To answer your question: there is no way an external small software house can patch vulnerabilities of a closed source operating system with the same efficacy as the operating system developer, the best they can do is work around known bugs by blocking features or scanning your activity for malicious patterns. This will slow your computer, and has bigger privacy concerns that the telemetry Microsoft gathers². Also, as someone already said, there are vulnerabilities which can't be worked around outside of the operating system, so you'll keep them all.

 

Relying on external protection for your outdated OS may lure you into a false sense of security and may work without issues for years (it is not like the operating system becomes insecure the exact day its support ends) but would require you to keep yourself informed on new security issues, whether they are severe, whether they affect your OS, whether they will stay unpatched and eventually determine whether you should finally leave your OS at one point. If you can afford that much time managing your installed OS just for privacy concerns you can definitely use it to install Linux and solve the issues you may encounter to the lack of certain apps in your usual workflow, it will pay off more in the future.

 

Another thing that has not been said in other answers and I think affects security of an old operating system is that external app developers will eventually stop supporting it and releasing new version for it, so you may end up having old and buggy versions of apps such as browsers, which may be another surface of attack for exploiters.

 

TLDR, only hassle comes with staying with Windows 7. The problems you thought Windows 10 has also affect Windows 7, and while up until now it may have been a preference choice for the old UI to justify using that operating system, from now on the technical problems which come with it will keep increasing, so stay away: either go to Win 10 or move to Linux

---

¹ there was arguably a reason for people to stay in an older operating system at the time, and that was the increased demand of computing power of the newer operating systems which prevented them to be installed on older machines. This is not true anymore, since Windows 10 requirements are exactly the same as the 10 year old windows 7.

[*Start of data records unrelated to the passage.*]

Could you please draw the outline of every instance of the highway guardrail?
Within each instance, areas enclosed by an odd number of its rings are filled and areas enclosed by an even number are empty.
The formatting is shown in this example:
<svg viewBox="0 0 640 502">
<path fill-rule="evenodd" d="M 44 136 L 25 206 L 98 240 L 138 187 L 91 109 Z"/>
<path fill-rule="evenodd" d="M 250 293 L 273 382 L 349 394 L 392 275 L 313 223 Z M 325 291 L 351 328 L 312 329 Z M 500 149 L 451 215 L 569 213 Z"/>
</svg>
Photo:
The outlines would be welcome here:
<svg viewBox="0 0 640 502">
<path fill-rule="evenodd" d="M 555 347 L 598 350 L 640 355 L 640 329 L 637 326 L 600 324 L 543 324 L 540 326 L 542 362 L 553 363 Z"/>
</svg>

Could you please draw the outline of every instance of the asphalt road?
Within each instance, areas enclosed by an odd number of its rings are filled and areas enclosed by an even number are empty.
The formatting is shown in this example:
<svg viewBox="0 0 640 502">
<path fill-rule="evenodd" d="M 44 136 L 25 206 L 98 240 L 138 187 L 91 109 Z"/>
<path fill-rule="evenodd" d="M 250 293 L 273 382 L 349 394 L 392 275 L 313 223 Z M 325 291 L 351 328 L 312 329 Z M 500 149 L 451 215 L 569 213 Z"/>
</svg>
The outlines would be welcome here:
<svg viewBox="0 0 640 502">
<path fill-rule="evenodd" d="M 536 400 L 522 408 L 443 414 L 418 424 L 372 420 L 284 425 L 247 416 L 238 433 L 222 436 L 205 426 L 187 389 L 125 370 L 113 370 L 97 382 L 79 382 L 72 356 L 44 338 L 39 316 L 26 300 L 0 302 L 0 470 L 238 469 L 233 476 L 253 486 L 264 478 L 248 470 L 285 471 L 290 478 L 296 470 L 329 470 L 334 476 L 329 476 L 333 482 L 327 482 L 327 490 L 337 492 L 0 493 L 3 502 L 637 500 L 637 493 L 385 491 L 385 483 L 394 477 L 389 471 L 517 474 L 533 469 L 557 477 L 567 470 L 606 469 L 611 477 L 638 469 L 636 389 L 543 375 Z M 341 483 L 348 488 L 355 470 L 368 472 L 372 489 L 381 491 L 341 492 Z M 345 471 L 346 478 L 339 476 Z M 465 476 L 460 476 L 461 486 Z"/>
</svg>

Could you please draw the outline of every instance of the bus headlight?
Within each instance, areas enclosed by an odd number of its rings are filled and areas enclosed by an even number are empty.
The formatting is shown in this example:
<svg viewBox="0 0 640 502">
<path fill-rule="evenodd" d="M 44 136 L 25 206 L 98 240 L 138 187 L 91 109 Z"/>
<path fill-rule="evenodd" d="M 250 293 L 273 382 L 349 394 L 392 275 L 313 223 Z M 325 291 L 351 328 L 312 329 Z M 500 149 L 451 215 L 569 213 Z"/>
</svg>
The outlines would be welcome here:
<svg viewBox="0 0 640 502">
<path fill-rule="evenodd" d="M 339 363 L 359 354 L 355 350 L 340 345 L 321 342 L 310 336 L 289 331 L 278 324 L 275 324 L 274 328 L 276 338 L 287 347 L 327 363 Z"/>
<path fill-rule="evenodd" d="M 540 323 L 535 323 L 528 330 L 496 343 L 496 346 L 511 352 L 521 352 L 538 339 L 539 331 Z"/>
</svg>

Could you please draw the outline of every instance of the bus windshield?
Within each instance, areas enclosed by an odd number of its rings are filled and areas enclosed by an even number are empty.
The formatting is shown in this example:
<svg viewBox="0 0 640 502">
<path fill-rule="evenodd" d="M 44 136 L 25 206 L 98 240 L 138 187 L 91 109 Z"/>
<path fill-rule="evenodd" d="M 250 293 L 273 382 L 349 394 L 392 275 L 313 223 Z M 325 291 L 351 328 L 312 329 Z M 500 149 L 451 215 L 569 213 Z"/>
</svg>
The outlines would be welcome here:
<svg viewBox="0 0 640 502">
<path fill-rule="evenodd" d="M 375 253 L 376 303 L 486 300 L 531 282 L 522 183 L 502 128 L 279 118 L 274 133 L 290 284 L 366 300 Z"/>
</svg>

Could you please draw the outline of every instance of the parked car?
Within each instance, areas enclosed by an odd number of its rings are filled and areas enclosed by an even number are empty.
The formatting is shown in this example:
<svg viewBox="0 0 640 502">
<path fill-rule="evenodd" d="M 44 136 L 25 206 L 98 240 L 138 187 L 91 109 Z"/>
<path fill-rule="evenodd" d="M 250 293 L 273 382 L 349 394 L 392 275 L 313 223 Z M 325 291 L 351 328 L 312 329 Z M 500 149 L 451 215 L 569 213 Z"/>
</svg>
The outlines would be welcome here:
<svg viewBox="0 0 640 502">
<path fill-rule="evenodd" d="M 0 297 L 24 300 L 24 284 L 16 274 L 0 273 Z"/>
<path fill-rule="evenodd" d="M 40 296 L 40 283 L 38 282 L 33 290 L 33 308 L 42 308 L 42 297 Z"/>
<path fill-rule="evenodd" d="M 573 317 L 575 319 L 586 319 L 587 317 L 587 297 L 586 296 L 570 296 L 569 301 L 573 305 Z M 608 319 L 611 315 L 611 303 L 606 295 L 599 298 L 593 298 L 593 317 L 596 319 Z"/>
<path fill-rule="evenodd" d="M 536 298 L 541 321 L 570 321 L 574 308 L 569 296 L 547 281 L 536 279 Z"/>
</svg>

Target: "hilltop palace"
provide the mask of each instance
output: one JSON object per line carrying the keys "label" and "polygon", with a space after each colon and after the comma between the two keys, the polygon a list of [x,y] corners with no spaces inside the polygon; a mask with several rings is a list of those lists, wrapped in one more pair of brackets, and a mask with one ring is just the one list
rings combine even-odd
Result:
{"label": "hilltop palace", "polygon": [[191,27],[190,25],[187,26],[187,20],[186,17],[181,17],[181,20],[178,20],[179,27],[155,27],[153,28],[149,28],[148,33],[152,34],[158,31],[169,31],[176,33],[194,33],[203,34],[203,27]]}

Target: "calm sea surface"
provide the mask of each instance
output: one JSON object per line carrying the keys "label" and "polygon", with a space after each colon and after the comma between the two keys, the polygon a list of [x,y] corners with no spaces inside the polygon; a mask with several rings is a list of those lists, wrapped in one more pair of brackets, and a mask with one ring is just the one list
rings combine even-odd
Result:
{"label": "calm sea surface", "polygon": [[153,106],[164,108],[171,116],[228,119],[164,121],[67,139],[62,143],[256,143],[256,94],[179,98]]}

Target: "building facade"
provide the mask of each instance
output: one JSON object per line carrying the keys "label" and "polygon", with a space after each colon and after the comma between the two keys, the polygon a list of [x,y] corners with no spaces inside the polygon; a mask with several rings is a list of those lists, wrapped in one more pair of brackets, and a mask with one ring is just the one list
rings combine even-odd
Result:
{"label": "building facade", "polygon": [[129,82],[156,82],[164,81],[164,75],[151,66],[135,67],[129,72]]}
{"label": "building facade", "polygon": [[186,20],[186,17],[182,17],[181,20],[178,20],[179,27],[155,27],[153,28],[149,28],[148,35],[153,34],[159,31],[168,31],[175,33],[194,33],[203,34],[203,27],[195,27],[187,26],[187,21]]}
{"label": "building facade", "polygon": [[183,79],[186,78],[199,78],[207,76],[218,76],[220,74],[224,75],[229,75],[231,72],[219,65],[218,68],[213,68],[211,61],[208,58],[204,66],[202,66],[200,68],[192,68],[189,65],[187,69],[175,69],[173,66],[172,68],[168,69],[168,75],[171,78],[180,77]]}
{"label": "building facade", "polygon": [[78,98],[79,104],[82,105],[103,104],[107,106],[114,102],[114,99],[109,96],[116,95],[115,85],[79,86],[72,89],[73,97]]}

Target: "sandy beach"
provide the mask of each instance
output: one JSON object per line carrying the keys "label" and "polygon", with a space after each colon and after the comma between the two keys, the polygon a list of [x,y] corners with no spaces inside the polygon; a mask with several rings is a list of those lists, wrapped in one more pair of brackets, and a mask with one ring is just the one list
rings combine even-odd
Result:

² concern being data leakage and server vulnerabilities are more likely on a small company and more likely to be severe, because Microsoft has a much more experience in security gathered from failures accumulated along its 40 year of activity and enmity to various revolutionary hacker groups

 

Source: https://security.stackexchange.com/a/205221

 

I agree with these guys because I run  Linux with  no realtime security software  just  patching  no Antimalware  can replace patching.